後年ゲディスが、無政府主義者の地理学者エリゼ・ルクリュ(1830 –1905)と共闘することになる最初のきっかけを与えたのは、クロポトキン(1842-1921)であったのかもしれません。
新婚早々のゲディス夫妻がプリンセス・ストリートの高級住宅街からジェームズ・コートのスラムに引っ越すと、クロポトキンはロンドンからエジンバラに直行してかれらの新居を突然訪れています。ボードマンは、クロポトキンは新居に入ると直ちにピアノに向かい『インターナショナル』などの革命歌を弾き語りしたというジョン・ライリーの証言を紹介しています。
スラム街にピアノというのも奇妙な取り合わせですが、ゲディスは妻アンナの音楽的才能に自分に欠落している何かを感じ取っていたようで、子供たちすべてに何らかの楽器の演奏を学ばせています。
クロポトキンはロンドンに帰るとすぐに(1886年の4月)同志であるルクリュに次のような手紙を送っています。
四年前に、あらゆる境界区域を超える統計学的社会学を構想したあのエジンバラの若い先生は、結婚したばかりですが自分の住居を捨てて労働者の住むひどく粗末なアパートに引っ越しました。どこにでも形は違っても似たようなことがあるものですね。これは完璧な再覚醒です。
ゲディスがスラムに居を構えたのはスラムの「地域調査」のためであり、その科学的な調査に基づいてスラムの改革を行うためでした。これはルクリュの思想にかなり近いものです。
クロポトキンがルクリュにかれの存在を知らせたのも偶然ではないでしょう。かれはゲディスの行為を「完璧な再覚醒」と賞賛しています。

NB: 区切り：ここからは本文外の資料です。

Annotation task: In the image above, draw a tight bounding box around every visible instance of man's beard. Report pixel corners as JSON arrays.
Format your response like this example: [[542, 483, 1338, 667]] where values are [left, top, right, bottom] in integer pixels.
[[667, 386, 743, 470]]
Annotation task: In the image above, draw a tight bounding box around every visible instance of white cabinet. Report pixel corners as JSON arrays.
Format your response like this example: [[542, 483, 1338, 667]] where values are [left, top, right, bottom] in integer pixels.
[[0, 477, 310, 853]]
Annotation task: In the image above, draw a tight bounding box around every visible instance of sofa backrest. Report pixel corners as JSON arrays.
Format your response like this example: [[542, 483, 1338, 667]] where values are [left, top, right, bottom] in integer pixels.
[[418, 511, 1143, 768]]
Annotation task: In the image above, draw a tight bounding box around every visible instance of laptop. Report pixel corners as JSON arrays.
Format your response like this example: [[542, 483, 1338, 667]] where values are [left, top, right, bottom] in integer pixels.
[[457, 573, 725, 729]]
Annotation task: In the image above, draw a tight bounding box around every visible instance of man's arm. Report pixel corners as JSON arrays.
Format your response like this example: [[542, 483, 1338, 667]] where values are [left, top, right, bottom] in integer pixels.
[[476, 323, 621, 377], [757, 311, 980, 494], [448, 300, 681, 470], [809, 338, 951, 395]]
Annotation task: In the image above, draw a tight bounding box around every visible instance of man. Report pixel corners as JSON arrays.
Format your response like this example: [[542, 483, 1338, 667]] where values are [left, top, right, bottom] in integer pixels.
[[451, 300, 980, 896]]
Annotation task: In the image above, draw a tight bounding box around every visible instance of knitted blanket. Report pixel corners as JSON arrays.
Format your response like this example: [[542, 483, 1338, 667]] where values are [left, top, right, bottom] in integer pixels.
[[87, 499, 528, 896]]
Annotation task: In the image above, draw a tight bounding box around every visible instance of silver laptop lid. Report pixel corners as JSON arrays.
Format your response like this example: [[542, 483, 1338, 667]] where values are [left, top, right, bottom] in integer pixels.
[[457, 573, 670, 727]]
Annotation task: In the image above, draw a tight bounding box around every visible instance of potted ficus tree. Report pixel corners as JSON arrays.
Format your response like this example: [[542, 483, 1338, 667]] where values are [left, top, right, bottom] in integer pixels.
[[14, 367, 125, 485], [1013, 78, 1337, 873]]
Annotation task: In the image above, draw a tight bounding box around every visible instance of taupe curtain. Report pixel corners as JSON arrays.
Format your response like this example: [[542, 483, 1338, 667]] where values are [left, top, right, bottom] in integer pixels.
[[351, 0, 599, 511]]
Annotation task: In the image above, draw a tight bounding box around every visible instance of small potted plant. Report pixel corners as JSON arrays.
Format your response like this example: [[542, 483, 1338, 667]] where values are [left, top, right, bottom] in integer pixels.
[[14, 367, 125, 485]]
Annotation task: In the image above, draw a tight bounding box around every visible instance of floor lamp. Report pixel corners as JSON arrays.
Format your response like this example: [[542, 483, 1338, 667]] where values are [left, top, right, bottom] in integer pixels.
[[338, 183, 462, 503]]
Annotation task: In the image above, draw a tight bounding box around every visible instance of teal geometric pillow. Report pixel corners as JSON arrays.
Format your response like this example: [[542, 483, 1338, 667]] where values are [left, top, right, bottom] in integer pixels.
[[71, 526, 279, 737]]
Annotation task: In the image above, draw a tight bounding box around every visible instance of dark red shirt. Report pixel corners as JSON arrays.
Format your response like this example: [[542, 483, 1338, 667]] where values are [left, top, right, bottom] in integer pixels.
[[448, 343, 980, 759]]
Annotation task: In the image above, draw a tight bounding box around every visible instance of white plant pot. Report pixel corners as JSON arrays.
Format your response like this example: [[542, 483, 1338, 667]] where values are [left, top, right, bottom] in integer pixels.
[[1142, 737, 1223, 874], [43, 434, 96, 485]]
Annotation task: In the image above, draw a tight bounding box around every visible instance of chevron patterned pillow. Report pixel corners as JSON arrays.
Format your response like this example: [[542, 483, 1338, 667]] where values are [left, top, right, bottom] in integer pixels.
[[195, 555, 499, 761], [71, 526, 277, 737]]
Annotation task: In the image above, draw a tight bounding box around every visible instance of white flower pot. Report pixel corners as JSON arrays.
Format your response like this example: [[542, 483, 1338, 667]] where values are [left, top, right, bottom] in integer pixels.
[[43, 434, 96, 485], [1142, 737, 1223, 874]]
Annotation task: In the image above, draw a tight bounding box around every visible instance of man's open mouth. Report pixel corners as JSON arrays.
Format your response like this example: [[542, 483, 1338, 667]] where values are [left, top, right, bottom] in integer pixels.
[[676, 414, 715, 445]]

アレックス・ロウは、ゲディスは幼少期の「半田舎暮らし」のヴァレー・セクション体験にもよるが、ルクリュの地域に根ざす視点、「地域主義」に強い影響を受けたと指摘し、「ゲディスは、調査に裏付けられた行為のための整合的な単位としての『地域のヴァレー・セクション』というルクリュの着想に分析的に魅了されていった」と述べています。
2-1 地人論
ルクリュは日本にはあまり紹介されることはなかったようですが、最晩年の六巻からなる大著『人と大地』(1905年)の第一巻が遅ればせながら昭和十八年(1943年)に石川三四郎によって『世界文化地史大系』と改題されて翻訳されています。その訳者の序によると、この書は昭和五年(1930年)に『地人論』と題して刊行したが、それはルクリュ生誕百年を祝すためで拙速に過ぎたので改訳して出版すると断っています。
日本では、『地人論』という題名の書物は、ルクリュに先立って1897年に内村鑑三によって出版されています。奇しくもこの書は、1894年に『地理学考』として出版されたものを改題したもので、内村は「余は久しく本書の改題に躊躇せり、然れども二三親友の勸誘に從ひ、竟に先哲アーノルド・ギヨー氏の著書に倣ひ、其名を籍りて此書に附するに至れり」と再刊の自序で述べています。ギヨー氏の原著名は「大地と人」ですから「地人論」は適訳だと思いますが、ルクリュの原著名は逆になっています。石川が最初にそれを「地人論」と題したのはすでに「地人論」という名称、テーマが定着していたからでしょう。内村は次のような興味深い指摘を行っています。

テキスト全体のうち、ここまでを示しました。